Two reporting laws, the Emergency Planning and Community Right-to-Know Act (ERCRA) and Comprehensive Environmental Response, Compensation, and Liability Act (CERCLA), require other industries to tell either to communities or the federal government when they release more than a certain amount of hazardous materials into the environment.
But currently, many concentrated animal feeding operations (CAFOs) don’t have to report when hazardous chemicals are emitted, Earthjustice staff attorney and case lead Eve Gartner told Feed Navigator.
“The amount of waste produced is truly hazardous,” she said, adding that there is a difference between a (CAFO) and the traditional concept of a farm, as CAFOs can bring together thousands of animals and produce a large amount of animal waste.
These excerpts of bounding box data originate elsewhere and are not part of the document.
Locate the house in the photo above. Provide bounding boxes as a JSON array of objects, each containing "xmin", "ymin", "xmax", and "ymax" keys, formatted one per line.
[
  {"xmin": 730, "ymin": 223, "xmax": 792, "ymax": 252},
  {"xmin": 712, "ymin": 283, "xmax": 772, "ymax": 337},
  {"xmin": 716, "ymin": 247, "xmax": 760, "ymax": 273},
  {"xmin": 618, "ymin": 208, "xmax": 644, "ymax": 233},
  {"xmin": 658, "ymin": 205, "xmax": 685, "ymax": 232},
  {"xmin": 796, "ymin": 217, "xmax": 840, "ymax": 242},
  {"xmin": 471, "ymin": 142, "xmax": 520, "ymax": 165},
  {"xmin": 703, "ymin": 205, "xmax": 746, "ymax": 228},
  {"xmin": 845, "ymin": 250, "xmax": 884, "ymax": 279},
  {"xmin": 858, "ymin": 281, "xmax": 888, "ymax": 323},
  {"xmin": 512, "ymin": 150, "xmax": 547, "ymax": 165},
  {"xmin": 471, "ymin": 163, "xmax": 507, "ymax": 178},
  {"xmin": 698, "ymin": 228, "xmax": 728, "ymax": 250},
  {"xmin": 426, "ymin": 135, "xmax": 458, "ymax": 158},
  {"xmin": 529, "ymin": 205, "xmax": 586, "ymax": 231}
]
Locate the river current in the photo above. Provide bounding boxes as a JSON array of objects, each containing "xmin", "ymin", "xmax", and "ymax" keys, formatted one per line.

When that starts to break down amounts of hazardous chemicals, like ammonia, may be released.
“The Exemption Rule exempts all animal feeding operations (AFOs) from the CERCLA requirement to notify the National Response Center of releases of hazardous substances into the air from animal waste, and exempts all but the largest AFOs from the EPCRA requirement to report such releases to state and local officials,” reported case documents.
The lawsuit is designed to have the exemptions reviewed and to have the court weigh in on whether or not they are legal, she said.
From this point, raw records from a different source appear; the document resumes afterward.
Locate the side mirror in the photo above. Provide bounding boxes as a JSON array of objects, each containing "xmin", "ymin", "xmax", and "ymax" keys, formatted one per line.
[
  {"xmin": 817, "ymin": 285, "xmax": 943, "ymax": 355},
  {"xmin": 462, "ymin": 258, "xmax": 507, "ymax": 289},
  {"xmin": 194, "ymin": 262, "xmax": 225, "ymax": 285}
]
“EPA’s illegal rule is keeping rural communities in the dark about the dangerous air pollution they’re being exposed to, and we’re asking the court to require a fix to this unconscionable situation without further delay,” said Tarah Heinzen, staff attorney for the Environmental Integrity Project, one of the organizations brining the lawsuit.
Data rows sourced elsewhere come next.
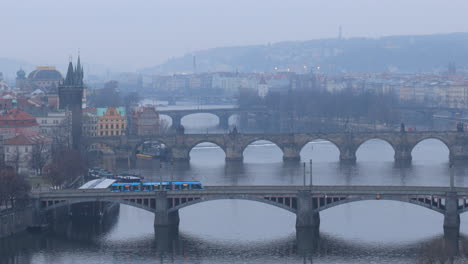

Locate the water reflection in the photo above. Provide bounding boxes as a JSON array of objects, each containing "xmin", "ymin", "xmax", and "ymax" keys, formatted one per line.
[
  {"xmin": 0, "ymin": 220, "xmax": 468, "ymax": 264},
  {"xmin": 0, "ymin": 140, "xmax": 468, "ymax": 264}
]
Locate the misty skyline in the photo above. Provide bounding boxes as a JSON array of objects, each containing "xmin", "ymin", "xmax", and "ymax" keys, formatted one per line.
[{"xmin": 0, "ymin": 0, "xmax": 468, "ymax": 71}]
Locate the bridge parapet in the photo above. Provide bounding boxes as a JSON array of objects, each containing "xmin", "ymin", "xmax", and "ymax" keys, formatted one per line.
[
  {"xmin": 31, "ymin": 186, "xmax": 468, "ymax": 236},
  {"xmin": 88, "ymin": 131, "xmax": 468, "ymax": 162}
]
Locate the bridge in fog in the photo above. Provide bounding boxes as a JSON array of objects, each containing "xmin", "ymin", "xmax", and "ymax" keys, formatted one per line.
[
  {"xmin": 158, "ymin": 108, "xmax": 278, "ymax": 129},
  {"xmin": 86, "ymin": 131, "xmax": 468, "ymax": 163},
  {"xmin": 32, "ymin": 185, "xmax": 468, "ymax": 234}
]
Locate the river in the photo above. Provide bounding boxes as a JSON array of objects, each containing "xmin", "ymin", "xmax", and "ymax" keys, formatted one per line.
[{"xmin": 0, "ymin": 108, "xmax": 468, "ymax": 264}]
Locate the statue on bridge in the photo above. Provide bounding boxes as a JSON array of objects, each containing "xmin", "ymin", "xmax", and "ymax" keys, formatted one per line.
[
  {"xmin": 457, "ymin": 122, "xmax": 464, "ymax": 132},
  {"xmin": 176, "ymin": 125, "xmax": 185, "ymax": 135},
  {"xmin": 229, "ymin": 126, "xmax": 239, "ymax": 137}
]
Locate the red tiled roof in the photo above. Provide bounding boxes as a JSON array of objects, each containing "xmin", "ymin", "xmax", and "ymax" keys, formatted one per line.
[
  {"xmin": 0, "ymin": 109, "xmax": 36, "ymax": 121},
  {"xmin": 4, "ymin": 134, "xmax": 52, "ymax": 145}
]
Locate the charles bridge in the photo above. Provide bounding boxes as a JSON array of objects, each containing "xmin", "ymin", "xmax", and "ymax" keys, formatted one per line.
[
  {"xmin": 85, "ymin": 130, "xmax": 468, "ymax": 163},
  {"xmin": 158, "ymin": 108, "xmax": 278, "ymax": 129},
  {"xmin": 31, "ymin": 184, "xmax": 468, "ymax": 237}
]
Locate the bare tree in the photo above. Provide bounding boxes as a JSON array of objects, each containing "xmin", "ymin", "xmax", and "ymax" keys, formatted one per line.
[
  {"xmin": 0, "ymin": 168, "xmax": 31, "ymax": 207},
  {"xmin": 44, "ymin": 149, "xmax": 85, "ymax": 188},
  {"xmin": 159, "ymin": 119, "xmax": 170, "ymax": 135},
  {"xmin": 31, "ymin": 140, "xmax": 51, "ymax": 175},
  {"xmin": 6, "ymin": 146, "xmax": 23, "ymax": 173}
]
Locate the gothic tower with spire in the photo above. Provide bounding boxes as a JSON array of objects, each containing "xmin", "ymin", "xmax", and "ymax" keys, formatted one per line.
[{"xmin": 58, "ymin": 56, "xmax": 84, "ymax": 150}]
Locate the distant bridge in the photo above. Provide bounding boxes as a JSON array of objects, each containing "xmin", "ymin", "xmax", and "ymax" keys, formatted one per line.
[
  {"xmin": 32, "ymin": 185, "xmax": 468, "ymax": 236},
  {"xmin": 87, "ymin": 131, "xmax": 468, "ymax": 163}
]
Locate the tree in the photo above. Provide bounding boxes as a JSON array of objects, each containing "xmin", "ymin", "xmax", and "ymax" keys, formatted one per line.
[
  {"xmin": 31, "ymin": 140, "xmax": 51, "ymax": 175},
  {"xmin": 90, "ymin": 81, "xmax": 122, "ymax": 107},
  {"xmin": 123, "ymin": 92, "xmax": 140, "ymax": 107},
  {"xmin": 44, "ymin": 149, "xmax": 86, "ymax": 188},
  {"xmin": 159, "ymin": 119, "xmax": 170, "ymax": 135},
  {"xmin": 0, "ymin": 168, "xmax": 31, "ymax": 207}
]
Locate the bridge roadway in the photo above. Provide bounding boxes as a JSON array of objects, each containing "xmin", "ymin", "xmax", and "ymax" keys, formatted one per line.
[
  {"xmin": 85, "ymin": 131, "xmax": 468, "ymax": 163},
  {"xmin": 32, "ymin": 186, "xmax": 468, "ymax": 236},
  {"xmin": 158, "ymin": 108, "xmax": 268, "ymax": 129}
]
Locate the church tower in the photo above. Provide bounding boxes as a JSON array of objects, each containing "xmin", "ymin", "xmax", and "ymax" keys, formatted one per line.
[{"xmin": 58, "ymin": 56, "xmax": 84, "ymax": 150}]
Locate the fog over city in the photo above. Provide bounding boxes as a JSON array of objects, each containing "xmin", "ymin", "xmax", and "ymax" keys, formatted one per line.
[
  {"xmin": 0, "ymin": 0, "xmax": 468, "ymax": 264},
  {"xmin": 0, "ymin": 0, "xmax": 468, "ymax": 71}
]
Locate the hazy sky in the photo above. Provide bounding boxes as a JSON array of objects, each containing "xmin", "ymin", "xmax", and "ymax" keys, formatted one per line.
[{"xmin": 0, "ymin": 0, "xmax": 468, "ymax": 71}]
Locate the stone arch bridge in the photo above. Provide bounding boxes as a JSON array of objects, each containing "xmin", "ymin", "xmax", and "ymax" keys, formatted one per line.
[
  {"xmin": 86, "ymin": 131, "xmax": 468, "ymax": 163},
  {"xmin": 32, "ymin": 185, "xmax": 468, "ymax": 235},
  {"xmin": 158, "ymin": 108, "xmax": 278, "ymax": 129}
]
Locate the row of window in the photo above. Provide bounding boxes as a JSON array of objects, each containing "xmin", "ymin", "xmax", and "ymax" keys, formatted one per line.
[
  {"xmin": 99, "ymin": 124, "xmax": 125, "ymax": 129},
  {"xmin": 41, "ymin": 119, "xmax": 60, "ymax": 124},
  {"xmin": 99, "ymin": 131, "xmax": 123, "ymax": 136},
  {"xmin": 5, "ymin": 146, "xmax": 29, "ymax": 153}
]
If the US Court of Appeals for the District of Washington agrees to hear the case, it would be looking at whether or not those exemptions for some CAFOs were legal, Gartner said.
Earthjustice filed the lawsuit in April on behalf of several organizations including the Waterkeeper Alliance, Sierra Club, the Humane Society of the United States, the Environmental Integrity Project and the Center for Food Safety.
In a recent filing, the EPA said it did not oppose the creation of a schedule to brief the court, and the Earthjustice group has asked for the case to be reopened and for the court to make a decision regarding the exemptions. However, this does not mean the court will decide to hear the case, Gartner said.
If the request is granted, then the next step would be to work with officials from the EPA and set a potential briefing schedule.
Case details and history
“Petitioners respectfully ask the Court to recall the mandate in this matter and set a schedule for briefing the merits of the Petition for Review,” stated lawsuit documents. “Alternatively, Petitioners respectfully ask the Court issue a writ of mandamus directing the EPA to comply with the Court’s mandate by finalizing revisions to the Exemption Rule within nine months.”
The current lawsuit asked the court to reconsider a decision made on an earlier case covering the same topic, Gartner said. The group originally brought a lawsuit challenging the legality of the EPA’s exemptions in early 2009.
“It has now been more than six years since EPA issued the Exemption Rule, more than four years since the Court remanded the Rule for reconsideration, and EPA has yet to even propose revisions as required by the remand order,” state case documents. “As a result, the Exemption Rule remains in effect, and its legality, though timely challenged in early 2009, has never been adjudicated.
Responses to the lawsuit
When reached for comment, EPA officials said they do not speak about ongoing litigation.
Several industry officials also offered responses to the lawsuit.
The cattle industry has been doing research into emissions, said Scott Yager, environmental counsel for the National Cattlemen’s Beef Association. They have been involved in data collection and several published studies on the topic.
However, he said, it can be harder to track emissions for a beef feedlot because they are open-air, unlike those used in some animal production.
Members of the pork industry are not opposed to any regulation that makes sense, said Michael Formica, chief environmental council for the National Pork Producers Council. The industry has worked with the EPA on emissions tracking in the past, but the process is not always an easy one.
Additionally, he said, if there are problems with a farm, that is a state or county problem and those officials already know where the farms are.